Figure 4. General configuration of the facilities for realistic experiments.

The IMU device employed was designed with one sensor module, from Tjacket company [28]. The integrated device mainly includes the core sensor module and a power supply. The predominant sensor module, as shown in the circuit block diagram in Figure 5, was implemented primarily by an Invensense MPU-6500 [29], a 6-axis—3 for gyroscope and 3 for accelerator—motion tracking component. To cope with the need for real-time application, a design of the sensor module was intentionally adopted. Raw sampled data are cropped from the device at a constant 20 Hz sampling rate without any denoising process. The sparse filtering-free raw sampling scheme shows its promising tendency in terms of reducing the processing load of the IMU device, with respect to the real-time response delay, and with regard to the energy expenditure. A typical installation of the device is shown in Figure 6. A Bluetooth module was incorporated within the device for communication with the mobile phone. The hardware specifications of the mobile phone and the desktop computer are listed in Table 1.

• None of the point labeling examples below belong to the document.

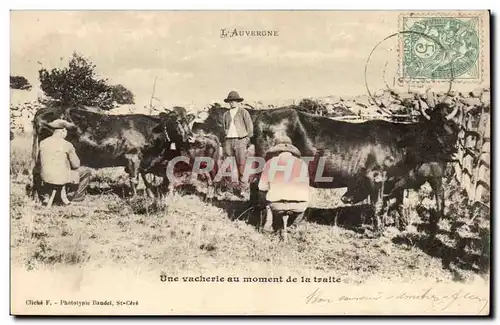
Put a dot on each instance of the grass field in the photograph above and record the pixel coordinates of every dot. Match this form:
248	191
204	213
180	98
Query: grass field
184	234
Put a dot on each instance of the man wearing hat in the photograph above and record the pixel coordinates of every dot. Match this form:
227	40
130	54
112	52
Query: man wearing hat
238	128
284	184
60	164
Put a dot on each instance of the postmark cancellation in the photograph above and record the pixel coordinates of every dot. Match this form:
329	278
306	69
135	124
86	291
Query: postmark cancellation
435	47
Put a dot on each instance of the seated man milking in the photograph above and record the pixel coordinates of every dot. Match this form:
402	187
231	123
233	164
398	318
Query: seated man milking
60	166
286	180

Figure 5. Circuit block diagram of the IMU sensor module.

Figure 6. Installation of the IMU device.

Table 1. Specifications of the mobile phone and the desktop computer.

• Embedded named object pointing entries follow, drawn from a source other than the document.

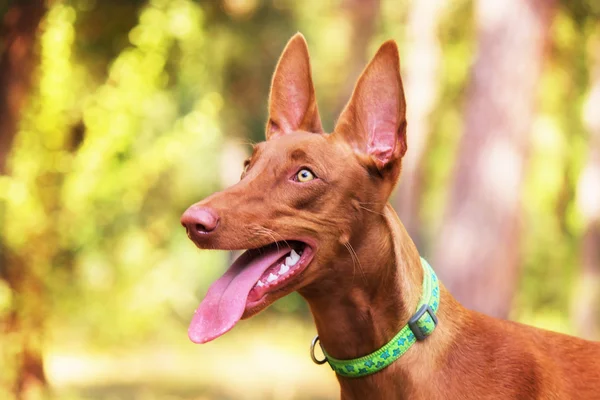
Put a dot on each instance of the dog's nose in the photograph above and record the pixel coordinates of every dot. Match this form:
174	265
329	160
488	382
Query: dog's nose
199	220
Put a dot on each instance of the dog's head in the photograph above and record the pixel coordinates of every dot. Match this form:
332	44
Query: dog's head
304	195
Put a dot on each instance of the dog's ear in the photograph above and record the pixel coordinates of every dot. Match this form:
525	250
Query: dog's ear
292	102
374	120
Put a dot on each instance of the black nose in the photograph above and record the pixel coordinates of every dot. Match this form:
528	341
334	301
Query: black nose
199	220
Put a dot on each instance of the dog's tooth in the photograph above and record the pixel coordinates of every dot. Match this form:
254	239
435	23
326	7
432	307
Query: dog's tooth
294	256
283	269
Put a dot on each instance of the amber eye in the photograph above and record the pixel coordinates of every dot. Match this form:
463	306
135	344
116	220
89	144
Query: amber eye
246	165
305	175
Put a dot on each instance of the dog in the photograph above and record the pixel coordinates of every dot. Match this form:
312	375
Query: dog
312	211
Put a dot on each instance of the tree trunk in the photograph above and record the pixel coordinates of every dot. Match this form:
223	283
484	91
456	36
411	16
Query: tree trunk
586	310
18	32
363	15
422	83
477	253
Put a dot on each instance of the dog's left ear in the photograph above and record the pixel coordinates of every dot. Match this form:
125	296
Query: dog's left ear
374	120
292	102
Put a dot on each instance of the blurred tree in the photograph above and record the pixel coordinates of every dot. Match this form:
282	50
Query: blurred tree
18	56
18	31
587	297
422	85
362	16
478	248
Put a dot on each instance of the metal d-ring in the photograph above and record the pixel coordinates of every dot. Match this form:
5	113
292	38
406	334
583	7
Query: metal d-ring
312	351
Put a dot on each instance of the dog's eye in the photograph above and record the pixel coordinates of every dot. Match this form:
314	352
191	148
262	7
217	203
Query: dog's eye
305	175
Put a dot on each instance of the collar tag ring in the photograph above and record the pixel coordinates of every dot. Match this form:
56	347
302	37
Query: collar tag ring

With respect to the software modules, the remote data acquisition and MPU-6500 setup were first implemented in the mobile phone as ground primitives. As expected, the body motion of a volunteer would be primarily measured based on the acceleration in the direction of the frontal axis, which is fixed to the coordinate defined in configuration I in Figure 4. Due to the arbitrary orientation of the installed IMU device, an alignment procedure was coded into the data acquisition module as a calibration function. The calibration simply aligned the gravity direction measured upon installation with the frontal direction. It is necessary to perform a calibration before each new installation in order to achieve precise data acquisition.

Along with the DTW direct template-matching algorithm, all the functions were coded together to form a mobile app. Using the app, the following data collection procedure was applied:

Confirming first the communication via Bluetooth between the IMU and the mobile phone;
Labeling the pattern which the volunteer wants to generate by entering a numerical code; and
Recording a pattern representing the motion of the volunteer by pressing the start/stop button on the app.

Six sub-functions are involved in the data collection procedure: 1. start recording, 2. motion stand-up labeling, 3. motion sit-down labeling, 4. motion walking labeling, 5. stop recording and 6. record saving and transferring. A .csv file containing the data sequences and their corresponding labels is created inside the mobile phone to accumulate the records of the test motions produced by the volunteers. The length of the acquired sequences will vary in terms of the acquired durations of each of the recorded sequences.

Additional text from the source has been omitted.